In a statement, Network 10 and Endemol Shine Australia said: “Network 10 and Endemol Shine Australia are deeply shocked and saddened at the sudden loss of Jock Zonfrillo, a beloved member of the MasterChef Australia family. Jock passed away in Melbourne yesterday. MasterChef Australia will not air this week.”
Zonfrillo joined the MasterChef team as a judge alongside former winner and chef Andy Allen and food critic Melissa Long in 2019 after the exits of Gary Mehigan, George Calombaris and Matt Preston. While some were concerned the changes would impact ratings, the show has continued to be one of Australia’s top performing reality competitions and sells internationally.
The restauranteur was born in Glasgow, Scotland, as Barry Zonfrillo. By 15, he had an apprenticeship in the kitchens of The Tunberry Hotel before working under Marco-Pierre White. He was named head chef at The Tresanston aged 22 in the UK before moving to lead the kitchen at Restaurant 41 in Sydney, Australia, where has previously spent a year working.

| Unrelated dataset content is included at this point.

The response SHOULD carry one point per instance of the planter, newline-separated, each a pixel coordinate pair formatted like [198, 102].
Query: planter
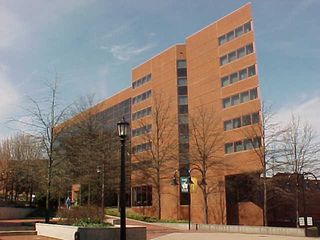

He opened two restaurants of his own in 2013, one of which, Orana, was named Australia’s Restaurant of the Year by two publications, in 2018 and 2019. Zonfrillo was named Hottest Chef in Australia in 2018 by The Australian newspaper.
Despite his success, Zonfrillo was forced to put both of his restaurants, Orana and Bistro Blackwood, into administration over unpaid debts. In 2002, he deliberately set fire to an apprentice chef, Martin Krammer, who had been worked slowly. He claimed it was a practical joke that went wrong but a judge awarded damages of A$75,000 ($50,000). Zonfrillo declared bankruptcy in 2007 after Krammer issued a creditors’ petition.
He released a memoir, Last Shot in 2021. Former mentor White claimed “almost everything” Zonfrillo had written about him was “untrue,” but Zonfrillo defended the chapters, saying, “This is the story of my life.”
Zonfrillo is survived by wife Lauren Fried and four children.